The former prime minister says Australia should pull out of the Paris Agreement and give up “the emissions obsession that’s at the heart of our power crisis”.

It is a new direction for Mr Abbott, who in 2015 signed Australia on to the treaty, saying at the time he had made a “definite commitment” to a 26 per cent reduction in emissions, and “with the circumstances that we think will apply ... we can go up to 28 per cent”.

Mr Abbott now says that as prime minister, he did not understand “how the aspirational targets we agreed to at Paris would, in different hands, become binding commitments”.

“I didn’t anticipate how agreeing to emissions that were 26 per cent lower in 2030 than in 2005 would subsequently become a linear progression of roughly equal cuts every year over the next decade,” the former prime minister said.

Mr Abbott said the Paris treaty “is driving the national energy guarantee” and withdrawing from it “would be the best way to keep prices down and employment up; and to save our party from a political legacy that could haunt us for the next decade at least”.

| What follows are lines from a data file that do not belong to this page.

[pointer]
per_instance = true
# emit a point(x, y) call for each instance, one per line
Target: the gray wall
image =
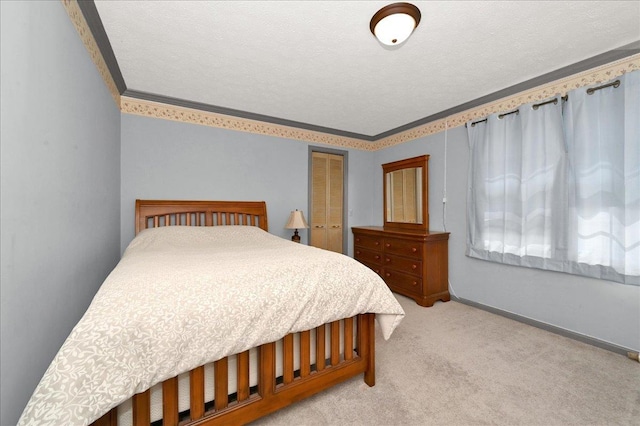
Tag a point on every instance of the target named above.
point(60, 174)
point(604, 310)
point(164, 159)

“As long as we remain in the Paris agreement – which is about reducing emissions, not building prosperity – all policy touching on emissions will be about their reduction, not our well-being.

“It’s the emissions obsession that’s at the heart of our power crisis and it’s this that has to end for our problems to ease.”

Mr Abbott made the comments while addressing the Australian Environment Foundation – an IPA-linked thinktank that is skeptical on climate change, pro-logging, pro-big business, anti-wind energy, and against the Murray-Darling Basin plan.

He outlined his scientific view that the increase in atmospheric carbon dioxide over the last century has not triggered “dramatic consequences”.

“Storms are not more severe; droughts are not more prolonged; floods are not greater; and fires are not more intense than a century ago – despite hyperventilating reportage and over-the-top claims from Green politicians,” he said.

“Sea levels have hardly risen and temperatures are still below those of the medieval warm period. Over time, temperature change seems to correlate rather more with sun spot activity than with carbon dioxide levels.

“And even if carbon dioxide, a naturally occurring trace gas that’s necessary for life, really is the main climate change villain, Australia’s contribution to mankind’s emissions is scarcely more than 1 per cent.”